ORDER 24(11) OF THE WEALTH-TAX ACT, 1957 READ WITH Section 255(4) OF THE INCOME-TAX ACT, 1961 1. This is a common difference of opinion referred to me by the President under the provisions of Section 24(11) of the WT Act, 1957 read with Section 255(4) of the IT Act, 1961. The point of difference of opinion is as under : Whether, on the facts and in the circumstances of the case, does the gross profit rate taken in the case of the firm, constitute adequate material to come to the conclusion that market value of the closing stock of the firm exceeds the cost price as adopted by the firm by more than 20 per cent and whether merely on that basis, can Rule 2B(2) of the Wealth-tax Rules, 1957 be invoked 2. I have had the occasion to dispose of the similar point of difference of opinion in several other cases today This identical point had come up for consideration before the Special Bench of the Tribunal in the case of WTA No. 9 (Delhi)/1984 and before another Bench of the Tribunal in the case of WTA Nos. 62, 60 and 61/JP/1981. In all these cases with which I agree respectfully, the view taken was that a conclusion that the market value of the closing stock of the firm exceeds the book value by 20 per cent cannot be arrived at merely on the basis that the gross profit shown by the trading account was more than 20 per cent. For those reasons which were elaborately discussed in those orders, which I do not find it necessary to reproduce them here and with which I entirely agree, I hold that the view taken by the learned Judicial Member appears to be the correct and justifiable view.

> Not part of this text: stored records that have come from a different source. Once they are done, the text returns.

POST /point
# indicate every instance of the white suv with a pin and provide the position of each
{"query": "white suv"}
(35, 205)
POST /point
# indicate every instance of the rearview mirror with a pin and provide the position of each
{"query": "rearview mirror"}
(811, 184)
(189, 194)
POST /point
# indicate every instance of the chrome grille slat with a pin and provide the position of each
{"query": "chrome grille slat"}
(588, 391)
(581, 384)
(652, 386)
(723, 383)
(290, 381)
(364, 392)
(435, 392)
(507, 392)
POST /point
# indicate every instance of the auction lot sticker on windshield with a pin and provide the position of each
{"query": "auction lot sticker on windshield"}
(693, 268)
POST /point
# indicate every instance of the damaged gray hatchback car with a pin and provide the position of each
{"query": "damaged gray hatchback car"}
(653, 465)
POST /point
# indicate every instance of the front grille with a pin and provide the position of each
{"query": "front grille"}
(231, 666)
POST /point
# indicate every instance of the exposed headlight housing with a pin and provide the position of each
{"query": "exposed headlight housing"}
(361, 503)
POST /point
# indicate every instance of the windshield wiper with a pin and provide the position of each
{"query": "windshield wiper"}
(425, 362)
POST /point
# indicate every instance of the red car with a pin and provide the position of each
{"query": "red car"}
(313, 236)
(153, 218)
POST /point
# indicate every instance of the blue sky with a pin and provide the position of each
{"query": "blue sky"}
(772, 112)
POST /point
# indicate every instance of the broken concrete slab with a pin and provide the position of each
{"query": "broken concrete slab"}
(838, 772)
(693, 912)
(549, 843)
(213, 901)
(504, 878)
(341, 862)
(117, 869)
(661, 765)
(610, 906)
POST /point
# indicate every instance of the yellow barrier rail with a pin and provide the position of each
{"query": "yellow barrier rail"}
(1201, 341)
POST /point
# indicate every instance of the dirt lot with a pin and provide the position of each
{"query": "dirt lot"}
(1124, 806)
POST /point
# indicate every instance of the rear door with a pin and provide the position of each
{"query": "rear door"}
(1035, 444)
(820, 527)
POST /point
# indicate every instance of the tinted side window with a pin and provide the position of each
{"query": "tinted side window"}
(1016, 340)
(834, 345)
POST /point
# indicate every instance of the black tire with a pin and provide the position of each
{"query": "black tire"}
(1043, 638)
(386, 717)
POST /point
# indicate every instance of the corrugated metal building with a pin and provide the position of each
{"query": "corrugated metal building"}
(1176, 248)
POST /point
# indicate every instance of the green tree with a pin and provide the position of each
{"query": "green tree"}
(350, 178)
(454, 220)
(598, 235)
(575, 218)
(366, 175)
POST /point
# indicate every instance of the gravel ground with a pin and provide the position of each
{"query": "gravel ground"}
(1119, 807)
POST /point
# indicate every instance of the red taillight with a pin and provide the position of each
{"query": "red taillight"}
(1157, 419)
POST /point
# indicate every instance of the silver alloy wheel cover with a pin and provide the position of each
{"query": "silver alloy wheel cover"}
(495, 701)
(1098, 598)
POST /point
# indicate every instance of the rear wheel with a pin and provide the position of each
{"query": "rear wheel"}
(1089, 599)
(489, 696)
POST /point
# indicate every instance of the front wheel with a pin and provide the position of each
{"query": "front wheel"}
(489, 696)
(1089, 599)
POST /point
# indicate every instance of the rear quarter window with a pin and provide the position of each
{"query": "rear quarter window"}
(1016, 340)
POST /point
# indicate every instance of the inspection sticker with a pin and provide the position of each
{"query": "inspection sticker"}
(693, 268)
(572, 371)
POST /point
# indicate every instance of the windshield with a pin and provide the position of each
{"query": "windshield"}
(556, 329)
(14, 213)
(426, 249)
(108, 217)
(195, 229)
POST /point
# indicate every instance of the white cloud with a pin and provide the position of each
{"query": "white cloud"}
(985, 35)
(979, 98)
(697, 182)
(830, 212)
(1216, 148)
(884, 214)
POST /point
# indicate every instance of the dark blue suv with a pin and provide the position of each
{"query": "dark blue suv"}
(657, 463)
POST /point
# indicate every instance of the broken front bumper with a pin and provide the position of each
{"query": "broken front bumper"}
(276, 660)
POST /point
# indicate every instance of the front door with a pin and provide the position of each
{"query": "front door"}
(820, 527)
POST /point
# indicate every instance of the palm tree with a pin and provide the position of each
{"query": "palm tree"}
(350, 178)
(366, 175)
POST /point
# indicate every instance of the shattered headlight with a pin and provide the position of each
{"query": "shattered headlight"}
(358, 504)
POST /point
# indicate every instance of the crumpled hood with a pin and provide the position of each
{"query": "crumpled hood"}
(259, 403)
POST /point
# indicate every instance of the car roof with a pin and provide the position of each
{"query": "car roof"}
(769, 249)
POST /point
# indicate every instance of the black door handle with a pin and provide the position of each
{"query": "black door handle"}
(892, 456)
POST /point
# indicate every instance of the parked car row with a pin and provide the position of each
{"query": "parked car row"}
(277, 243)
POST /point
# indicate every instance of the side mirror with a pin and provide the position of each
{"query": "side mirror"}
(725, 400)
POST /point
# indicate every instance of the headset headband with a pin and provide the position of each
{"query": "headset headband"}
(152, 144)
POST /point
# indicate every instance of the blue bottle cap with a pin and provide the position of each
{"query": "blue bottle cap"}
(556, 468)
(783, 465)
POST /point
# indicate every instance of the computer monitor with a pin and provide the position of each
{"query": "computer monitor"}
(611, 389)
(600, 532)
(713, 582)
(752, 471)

I, therefore, agree with him and hold that that circumstance of a higher gross profit shown by trading account cannot be held to have proved that the market value of the closing stock exceeded the book value by 20 per cent so that the provisions of Rule 2B(2) could be applied. Before I conclude, I would like to mention a fact brought to my notice during the course of hearing of these appeals by the learned Advocate for the assessee, Mr. N.M. Ranka, that huge stocks amounting to Us. 1,65,000 were purchased either one day before the closure of the accounting year or on the last day of the accounting year which formed a large chunk and which were included in the closing stock at cost and in respect of which the market value could not be anything other than the cost at which they were purchased. An article purchased on the last day of the accounting year will not have a market value higher than the cost unless it was shown by positive evidence that the purchase value of that commodity or article was grossly under-valued or under-invoiced. Otherwise, normally the market value of such an article or commodity would be the same as that of the purchase price. This is also an additional reason why the rate of gross profit shown by the trading account cannot be taken as the conclusive proof that the market value of the closing stock would exceed the book value by 20 per cent.

This would again prove how fallacious, unsafe the conclusion of the WTO could be if reliance is to be placed all by itself on the rate of gross profit disclosed by the trading account.

3. The matter will now go before the regular Bench so that the appeal can be disposed of in accordance with the opinion of the majority.

1. These appeals are by the revenue. The only main issue for our consideration in these appeals is whether on the facts and in the, circumstances of the case the Commissioner (Appeals) erred in holding that the WTO was not justified in invoking the provisions of Rule 2B(2). There was a difference between the Members of the Bench. The matter was referred to the President 24(11) of the WT Act read with Section 255(4) of the IT Act, 1961. The Hon'ble President as Third Member has agreed with the view taken by the Judicial Member. The majority view expressed is that Rule 2B(2) cannot be invoked on the facts and in the circumstances of the case. Following the majority view, we confirm the view taken by the CWT(A). Since there is no difference of opinion with regard to Section 5(1)(xxxii), the view taken by the CWT(A) is confirmed.